It’s vaccination season for Belmont health department

T-L Photo/JOSIE BURKHART Belmont County Health Department Infectious Disease and Vaccine Nurse Jenna Cunningham demonstrates how to administer a vaccine to Director of Nursing Gabby Timko.
ST. CLAIRSVILLE — Health officials say it’s time for back-to-school vaccines with the start of the school year rapidly approaching.
Belmont County Health Department Vaccine Coordinator and Vaccine Nurse Anna Rife said all schools in Ohio require students to receive certain vaccines before attending school. She said school nurses do a good job of auditing vaccines to track which children need them. Those nurses will send out a letter to parents when their child is in need of a vaccination.
She also stressed the importance of receiving vaccines.
“Vaccines are important just for the communicable diseases that can be easily spread,” Rife said. “Without them, we would have more of the (illnesses) that are very harmful around the valley.”
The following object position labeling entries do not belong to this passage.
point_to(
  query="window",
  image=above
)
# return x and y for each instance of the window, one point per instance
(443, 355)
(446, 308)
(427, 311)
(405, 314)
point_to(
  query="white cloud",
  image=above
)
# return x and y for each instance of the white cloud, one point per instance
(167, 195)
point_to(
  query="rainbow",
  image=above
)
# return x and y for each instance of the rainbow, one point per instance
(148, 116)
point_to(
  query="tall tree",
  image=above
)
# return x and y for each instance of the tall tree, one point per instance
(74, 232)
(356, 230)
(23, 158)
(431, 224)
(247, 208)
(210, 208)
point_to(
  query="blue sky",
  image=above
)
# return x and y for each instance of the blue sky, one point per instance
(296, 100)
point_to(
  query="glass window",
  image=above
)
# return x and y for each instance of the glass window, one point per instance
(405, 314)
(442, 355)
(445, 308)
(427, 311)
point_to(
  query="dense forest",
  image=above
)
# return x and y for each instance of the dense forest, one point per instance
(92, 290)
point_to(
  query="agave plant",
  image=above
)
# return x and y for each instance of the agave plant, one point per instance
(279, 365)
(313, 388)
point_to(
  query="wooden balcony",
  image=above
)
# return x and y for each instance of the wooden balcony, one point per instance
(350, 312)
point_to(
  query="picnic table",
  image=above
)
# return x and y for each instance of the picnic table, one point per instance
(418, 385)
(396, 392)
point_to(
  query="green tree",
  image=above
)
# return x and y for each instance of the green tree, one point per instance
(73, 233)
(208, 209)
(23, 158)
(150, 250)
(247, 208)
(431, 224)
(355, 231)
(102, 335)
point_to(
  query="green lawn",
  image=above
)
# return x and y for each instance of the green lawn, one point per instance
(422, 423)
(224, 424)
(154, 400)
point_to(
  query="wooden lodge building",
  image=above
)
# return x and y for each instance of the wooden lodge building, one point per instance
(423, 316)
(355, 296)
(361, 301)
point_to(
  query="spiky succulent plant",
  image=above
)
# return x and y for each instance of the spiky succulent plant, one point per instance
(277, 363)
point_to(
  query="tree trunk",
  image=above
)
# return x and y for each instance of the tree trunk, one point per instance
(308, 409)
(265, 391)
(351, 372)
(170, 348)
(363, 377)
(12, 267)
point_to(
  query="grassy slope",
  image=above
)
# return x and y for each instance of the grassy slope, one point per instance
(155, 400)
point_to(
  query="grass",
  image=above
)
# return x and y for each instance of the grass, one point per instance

Rife said the process of receiving vaccines is based on a person’s age, with the first dose of hepatitis B vaccine at birth or the first doctor’s appointment, with the second dose following at 1-2 months old and the third dose at the health department.
“Some people like to space out their vaccines for personal reasons. That’s completely fine,” she said. “But ideally, they should be completed every time they go to the doctor’s.”
If a patient’s doctor’s office does not administer the needed vaccines, it will recommend the patient receive them at the health department, she said.
After administering vaccines to patients, the health department faxes the updated vaccine record to the school or gives the patient an updated copy of their vaccine record to give to the school and lets them know when they are due for their next ones.
Rife noted she sees the most patients from preschool, kindergarten, seventh and 12th grades, when vaccines are required because of the students’ ages. Those students tend to visit during July and early August.
The health department also provides flu shots, and doctor’s offices that do vaccines will administer flu shots, too, she said.
Pharmacies and urgent care facilities typically do not offer childhood vaccines, she said, but they do administer booster shots, flu or COVID-19 shots to adolescents and adults.
Required vaccines for children include DTaP: diphtheria, tetanus and pertussis; hepatitis B; MMR: Measles, mumps and rubella; polio; varicella (chickenpox); Tdap: tetanus, diphtheria, pertussis and Meningococcal ACWY.
It is at the school’s discretion to decide if a student gets an exemption from vaccines if the parents wish to not vaccinate their children, but the health department will visit schools to promote vaccination of students, said Director of Nursing Gabby Timko.
She also said the health department will visit Shadyside Local Schools on Monday to administer vaccines to students who are behind on them.
According to the Ohio Department of Health, vaccines save lives, well child visits are essential, vaccination is very safe and effective and people can reduce the chance of spreading disease by staying up to date with them.
The ODH aims to reduce and eliminate vaccine-preventable diseases among Ohio’s children, adolescents and adults through its immunization program.
“Vaccines have protected us for years, like those preventing polio, measles and mumps,” said ODH Health Director Bruce Vanderhoff, MD, MBA, in a news release. “Before vaccines, diseases like these were common and caused great suffering and deaths every year. When enough people are vaccinated, it can greatly decrease the spread of dangerous diseases from child to child.”